Third time's a charm, after a rocky start. The nail technician with whom I'd scheduled my appointment failed to record it. “Could I come back?” Here we go again. I agreed to see someone else since I was desperate. I'd gone to this salon years ago until my technician left and I moved on. Turns out as Laine, the new technician, engaged me in conversation, I shared that with her. She responded that she thought I looked familiar. She remembered me after all these years. She remembered the woman who did my nails, where she sat, and other seemingly obscure details. She did superb work that met, even exceeded, my expectations. Most importantly, she recognized and remembered me.

Just like Norm in Cheers, everyone wants recognition -- to be where everyone knows your name, or at least remembers your face. There's not much difference between employee recognition and client/customer recognition. We've said so many times, it costs nothing to recognize employees. A client once shared how her company's CEO made it a point (and had a system for) remembering people's names. It endeared him to the staff, and the new staff members when they acquired new companies. They always had his back.
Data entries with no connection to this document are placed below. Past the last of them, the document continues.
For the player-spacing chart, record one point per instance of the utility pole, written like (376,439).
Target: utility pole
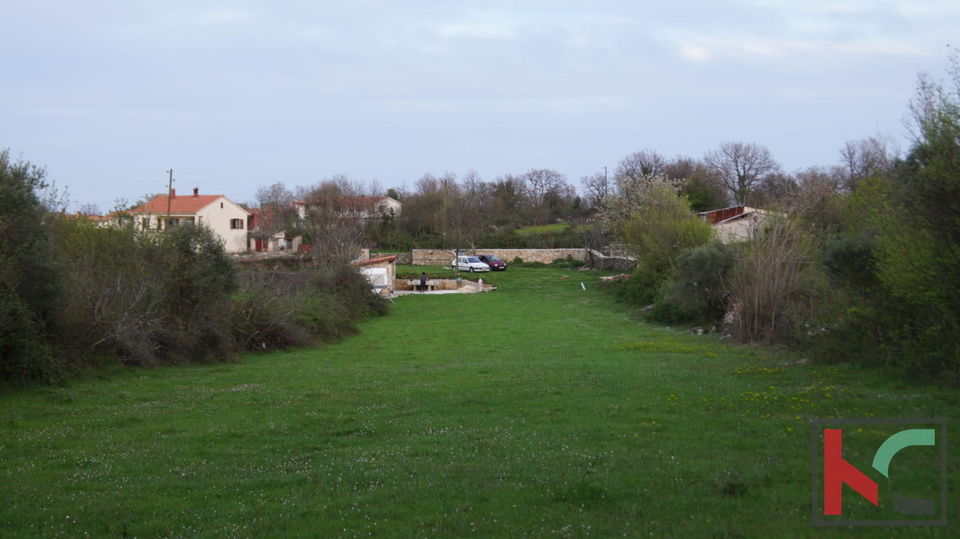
(169,197)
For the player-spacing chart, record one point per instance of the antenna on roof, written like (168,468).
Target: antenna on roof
(169,195)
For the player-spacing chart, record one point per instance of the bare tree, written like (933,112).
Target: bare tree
(275,204)
(741,167)
(334,223)
(542,187)
(864,158)
(701,186)
(645,163)
(90,209)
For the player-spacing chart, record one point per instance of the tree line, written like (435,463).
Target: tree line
(856,262)
(75,295)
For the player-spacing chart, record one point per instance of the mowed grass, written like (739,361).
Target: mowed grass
(538,410)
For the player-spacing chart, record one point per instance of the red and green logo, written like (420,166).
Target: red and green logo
(920,448)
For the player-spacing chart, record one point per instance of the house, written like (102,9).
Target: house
(381,272)
(736,223)
(363,208)
(218,213)
(262,237)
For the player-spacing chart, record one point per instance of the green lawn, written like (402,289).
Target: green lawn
(555,228)
(539,410)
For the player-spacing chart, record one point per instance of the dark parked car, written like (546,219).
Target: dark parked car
(495,263)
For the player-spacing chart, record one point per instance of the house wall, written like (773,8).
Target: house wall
(740,229)
(391,269)
(217,217)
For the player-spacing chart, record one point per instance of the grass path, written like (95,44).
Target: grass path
(539,410)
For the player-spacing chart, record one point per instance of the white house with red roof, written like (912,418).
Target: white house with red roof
(218,213)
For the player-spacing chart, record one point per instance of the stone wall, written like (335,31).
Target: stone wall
(443,257)
(439,284)
(616,263)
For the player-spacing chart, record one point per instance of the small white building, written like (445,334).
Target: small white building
(363,208)
(220,214)
(736,223)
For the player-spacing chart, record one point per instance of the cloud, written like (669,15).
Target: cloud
(697,53)
(477,31)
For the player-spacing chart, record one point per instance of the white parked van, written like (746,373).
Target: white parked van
(468,263)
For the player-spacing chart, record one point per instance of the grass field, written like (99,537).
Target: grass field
(538,410)
(555,228)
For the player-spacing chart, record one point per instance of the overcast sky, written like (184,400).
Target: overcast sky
(108,95)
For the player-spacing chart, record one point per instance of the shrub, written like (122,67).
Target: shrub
(661,230)
(702,279)
(775,283)
(30,283)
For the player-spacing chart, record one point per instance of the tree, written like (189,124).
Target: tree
(660,228)
(640,164)
(864,158)
(543,188)
(741,167)
(701,187)
(632,194)
(277,213)
(29,281)
(335,225)
(596,189)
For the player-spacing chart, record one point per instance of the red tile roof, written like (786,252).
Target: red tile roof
(181,204)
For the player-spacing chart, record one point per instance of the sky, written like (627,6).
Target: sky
(108,95)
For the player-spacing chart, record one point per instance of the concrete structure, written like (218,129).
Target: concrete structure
(363,208)
(218,213)
(736,223)
(381,272)
(262,239)
(443,257)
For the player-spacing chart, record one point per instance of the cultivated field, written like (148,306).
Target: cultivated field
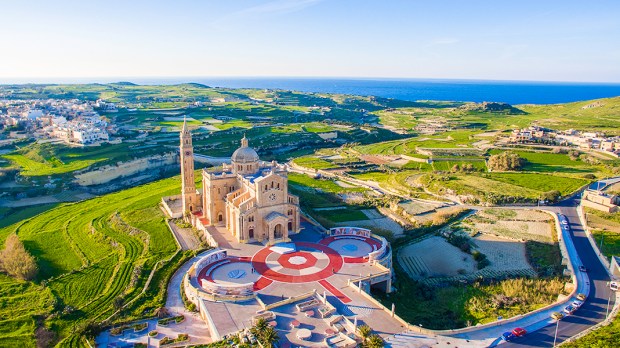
(94,256)
(516,224)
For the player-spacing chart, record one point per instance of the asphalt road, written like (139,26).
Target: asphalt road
(594,309)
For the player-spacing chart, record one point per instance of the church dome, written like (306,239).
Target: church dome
(244,154)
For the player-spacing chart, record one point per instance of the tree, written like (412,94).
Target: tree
(364,331)
(162,312)
(269,337)
(260,327)
(505,161)
(374,341)
(16,261)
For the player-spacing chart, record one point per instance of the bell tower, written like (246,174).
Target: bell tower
(188,186)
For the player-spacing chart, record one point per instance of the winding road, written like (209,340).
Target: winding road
(599,300)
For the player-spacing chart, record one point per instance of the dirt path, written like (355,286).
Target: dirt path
(186,237)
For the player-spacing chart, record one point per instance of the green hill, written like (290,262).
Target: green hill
(91,262)
(593,115)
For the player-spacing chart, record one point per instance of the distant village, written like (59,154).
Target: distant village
(71,121)
(571,137)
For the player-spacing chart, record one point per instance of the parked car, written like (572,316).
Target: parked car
(557,315)
(569,309)
(507,336)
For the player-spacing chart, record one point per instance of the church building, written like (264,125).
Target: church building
(249,197)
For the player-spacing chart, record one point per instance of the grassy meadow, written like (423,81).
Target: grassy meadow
(89,263)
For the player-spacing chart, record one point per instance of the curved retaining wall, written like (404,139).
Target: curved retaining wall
(214,291)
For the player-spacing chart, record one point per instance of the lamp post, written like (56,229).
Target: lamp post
(557,325)
(608,301)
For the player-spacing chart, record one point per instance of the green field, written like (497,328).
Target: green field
(550,162)
(541,182)
(87,257)
(498,188)
(325,185)
(314,163)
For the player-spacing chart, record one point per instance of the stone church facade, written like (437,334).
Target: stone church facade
(249,197)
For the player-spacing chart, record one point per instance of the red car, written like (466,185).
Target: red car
(519,332)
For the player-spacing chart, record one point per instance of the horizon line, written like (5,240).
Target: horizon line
(113,79)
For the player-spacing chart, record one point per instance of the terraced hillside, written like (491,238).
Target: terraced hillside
(94,257)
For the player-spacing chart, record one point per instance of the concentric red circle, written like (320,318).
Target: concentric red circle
(259,261)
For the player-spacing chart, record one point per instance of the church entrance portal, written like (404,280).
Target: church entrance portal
(277,232)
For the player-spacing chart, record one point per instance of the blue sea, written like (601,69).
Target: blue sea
(512,92)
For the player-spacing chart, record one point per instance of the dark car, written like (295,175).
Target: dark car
(569,309)
(507,336)
(519,332)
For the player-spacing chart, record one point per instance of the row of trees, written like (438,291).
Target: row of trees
(16,261)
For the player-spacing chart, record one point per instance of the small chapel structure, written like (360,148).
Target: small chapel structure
(248,197)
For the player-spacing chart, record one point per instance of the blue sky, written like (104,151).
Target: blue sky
(498,40)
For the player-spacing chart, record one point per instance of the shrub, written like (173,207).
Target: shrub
(16,261)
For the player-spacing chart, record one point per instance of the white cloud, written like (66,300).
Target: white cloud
(271,8)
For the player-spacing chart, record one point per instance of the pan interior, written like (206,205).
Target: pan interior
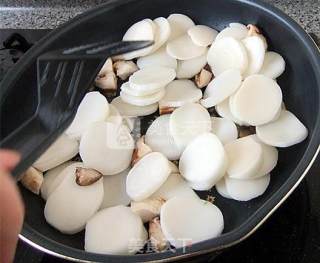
(299,86)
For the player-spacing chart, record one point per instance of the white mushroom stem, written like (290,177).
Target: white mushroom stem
(203,78)
(32,180)
(157,238)
(106,68)
(141,150)
(147,209)
(125,69)
(255,31)
(107,81)
(86,176)
(163,109)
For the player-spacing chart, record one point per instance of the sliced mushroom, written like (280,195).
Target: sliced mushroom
(238,32)
(189,68)
(147,176)
(107,82)
(141,150)
(258,100)
(126,88)
(284,132)
(142,30)
(273,65)
(124,69)
(115,190)
(227,53)
(222,188)
(114,115)
(245,158)
(158,58)
(256,51)
(174,186)
(94,107)
(244,131)
(106,68)
(148,208)
(202,35)
(107,147)
(52,179)
(62,150)
(269,156)
(163,32)
(159,138)
(186,220)
(203,162)
(187,122)
(143,100)
(86,176)
(32,180)
(179,92)
(223,109)
(163,109)
(225,129)
(70,206)
(253,30)
(221,87)
(115,230)
(203,78)
(129,110)
(156,236)
(179,24)
(152,78)
(183,48)
(245,190)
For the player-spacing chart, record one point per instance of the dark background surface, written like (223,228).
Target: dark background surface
(291,235)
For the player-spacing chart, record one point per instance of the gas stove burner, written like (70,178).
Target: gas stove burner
(291,235)
(16,42)
(13,48)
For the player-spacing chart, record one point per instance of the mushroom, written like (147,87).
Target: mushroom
(165,109)
(32,180)
(124,69)
(86,176)
(244,131)
(141,150)
(147,175)
(157,238)
(203,78)
(106,68)
(107,82)
(147,209)
(255,31)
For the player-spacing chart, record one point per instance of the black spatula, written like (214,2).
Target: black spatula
(64,76)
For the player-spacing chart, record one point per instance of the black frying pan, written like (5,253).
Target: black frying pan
(300,85)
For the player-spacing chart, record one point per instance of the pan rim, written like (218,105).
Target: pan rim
(201,248)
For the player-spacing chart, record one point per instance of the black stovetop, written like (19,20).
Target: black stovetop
(291,235)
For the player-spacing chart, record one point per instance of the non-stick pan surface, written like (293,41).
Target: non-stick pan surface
(300,85)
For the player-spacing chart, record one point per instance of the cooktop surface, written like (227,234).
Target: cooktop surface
(291,235)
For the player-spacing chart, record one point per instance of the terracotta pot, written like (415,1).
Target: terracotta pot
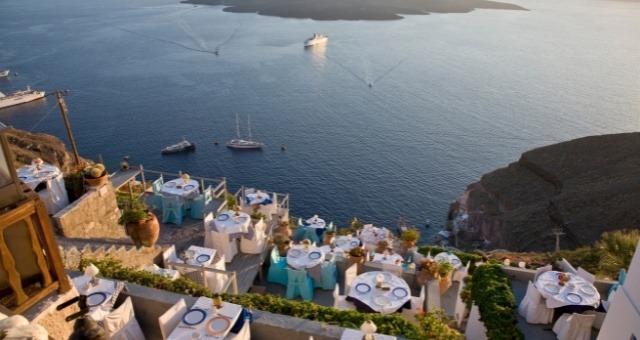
(96,181)
(145,233)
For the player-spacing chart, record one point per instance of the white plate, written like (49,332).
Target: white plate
(381,300)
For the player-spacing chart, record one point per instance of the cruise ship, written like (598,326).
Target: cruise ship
(19,97)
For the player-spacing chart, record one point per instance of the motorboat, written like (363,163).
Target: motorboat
(239,143)
(316,39)
(185,145)
(19,97)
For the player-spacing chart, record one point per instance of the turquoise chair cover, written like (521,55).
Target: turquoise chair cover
(157,192)
(300,284)
(277,269)
(172,210)
(200,203)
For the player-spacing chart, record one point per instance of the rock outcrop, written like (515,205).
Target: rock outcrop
(585,186)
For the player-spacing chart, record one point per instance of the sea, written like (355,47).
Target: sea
(388,119)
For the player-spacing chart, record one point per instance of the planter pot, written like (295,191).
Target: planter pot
(96,181)
(145,233)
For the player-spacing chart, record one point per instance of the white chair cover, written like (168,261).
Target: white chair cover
(541,270)
(533,307)
(171,318)
(586,275)
(574,326)
(121,323)
(220,242)
(340,301)
(349,275)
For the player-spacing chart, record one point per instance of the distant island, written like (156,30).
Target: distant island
(353,9)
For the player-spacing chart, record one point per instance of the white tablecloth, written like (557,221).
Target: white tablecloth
(229,223)
(383,301)
(228,310)
(176,187)
(107,287)
(448,257)
(55,195)
(298,257)
(577,291)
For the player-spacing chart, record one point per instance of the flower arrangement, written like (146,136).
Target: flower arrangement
(95,171)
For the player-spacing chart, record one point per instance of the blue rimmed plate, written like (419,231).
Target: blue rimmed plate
(400,292)
(96,299)
(194,316)
(363,288)
(575,298)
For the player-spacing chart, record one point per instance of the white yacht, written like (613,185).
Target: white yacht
(316,40)
(19,97)
(239,143)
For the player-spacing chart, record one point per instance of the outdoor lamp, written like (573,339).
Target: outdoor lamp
(91,271)
(368,328)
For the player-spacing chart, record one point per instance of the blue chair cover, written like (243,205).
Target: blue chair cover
(277,269)
(172,210)
(300,284)
(156,186)
(244,316)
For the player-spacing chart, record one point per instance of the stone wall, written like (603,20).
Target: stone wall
(94,215)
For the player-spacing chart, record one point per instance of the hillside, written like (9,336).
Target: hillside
(587,186)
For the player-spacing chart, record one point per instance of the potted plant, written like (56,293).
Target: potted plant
(409,238)
(95,175)
(140,223)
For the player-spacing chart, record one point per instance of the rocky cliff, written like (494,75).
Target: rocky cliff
(27,146)
(585,186)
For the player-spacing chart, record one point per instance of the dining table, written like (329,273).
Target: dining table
(309,258)
(186,190)
(576,291)
(393,294)
(99,297)
(48,181)
(446,256)
(203,321)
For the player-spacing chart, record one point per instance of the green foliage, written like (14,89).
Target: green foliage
(492,293)
(435,326)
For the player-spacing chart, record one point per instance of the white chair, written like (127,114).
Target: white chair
(461,273)
(586,275)
(257,243)
(340,301)
(121,323)
(221,242)
(416,302)
(171,318)
(533,307)
(170,256)
(574,326)
(541,270)
(243,334)
(349,275)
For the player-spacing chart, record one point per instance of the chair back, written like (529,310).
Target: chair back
(171,318)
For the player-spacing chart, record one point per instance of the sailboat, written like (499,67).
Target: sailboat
(239,143)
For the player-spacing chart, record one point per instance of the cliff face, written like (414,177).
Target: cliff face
(586,186)
(27,146)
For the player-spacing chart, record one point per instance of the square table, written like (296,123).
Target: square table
(201,319)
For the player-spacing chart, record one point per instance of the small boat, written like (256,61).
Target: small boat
(19,97)
(185,145)
(316,40)
(239,143)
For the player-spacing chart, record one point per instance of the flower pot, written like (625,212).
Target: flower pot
(93,182)
(144,233)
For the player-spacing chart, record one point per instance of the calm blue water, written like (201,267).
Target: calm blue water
(453,96)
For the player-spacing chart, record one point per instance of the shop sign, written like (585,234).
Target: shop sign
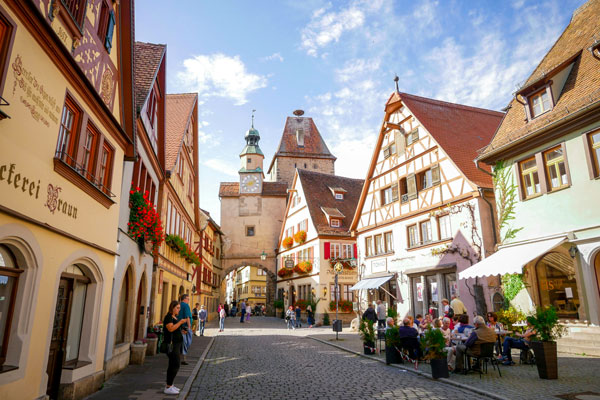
(379,265)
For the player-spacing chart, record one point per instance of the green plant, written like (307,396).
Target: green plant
(392,337)
(366,331)
(512,284)
(545,323)
(510,316)
(506,198)
(433,344)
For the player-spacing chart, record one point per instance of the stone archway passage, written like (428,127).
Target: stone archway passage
(271,284)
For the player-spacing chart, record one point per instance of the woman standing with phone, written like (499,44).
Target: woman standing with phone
(173,341)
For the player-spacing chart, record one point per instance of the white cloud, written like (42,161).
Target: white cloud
(274,56)
(221,166)
(218,75)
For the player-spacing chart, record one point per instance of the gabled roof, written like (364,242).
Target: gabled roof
(179,115)
(147,60)
(319,198)
(460,130)
(314,145)
(232,189)
(581,89)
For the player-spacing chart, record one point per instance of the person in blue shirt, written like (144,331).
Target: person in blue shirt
(186,329)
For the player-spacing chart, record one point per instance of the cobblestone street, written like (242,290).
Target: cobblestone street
(262,360)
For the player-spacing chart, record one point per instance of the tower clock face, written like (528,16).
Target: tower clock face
(250,184)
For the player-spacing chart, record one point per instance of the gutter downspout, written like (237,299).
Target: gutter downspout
(492,213)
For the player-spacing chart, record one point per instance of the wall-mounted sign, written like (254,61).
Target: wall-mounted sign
(379,265)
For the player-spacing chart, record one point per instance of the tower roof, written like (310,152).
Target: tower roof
(313,146)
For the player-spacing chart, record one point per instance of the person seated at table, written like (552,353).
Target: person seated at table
(513,343)
(406,330)
(472,347)
(463,323)
(493,321)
The same goes for clients and customers. They want their needs and expectations recognized and met. Three people lost my business because they didn’t recognize the importance of my needs nor the value of my time.

Leaders in human resources, marketing, and business development all need to work together to share and align strategies and models around recognition. It leads to decreased turnover (employee and customer) and increased retention.

I've got Laine's back in my saga. Her gain is her co-worker’s loss. Her excellent work is what sold me. Her recognition will keep me coming back!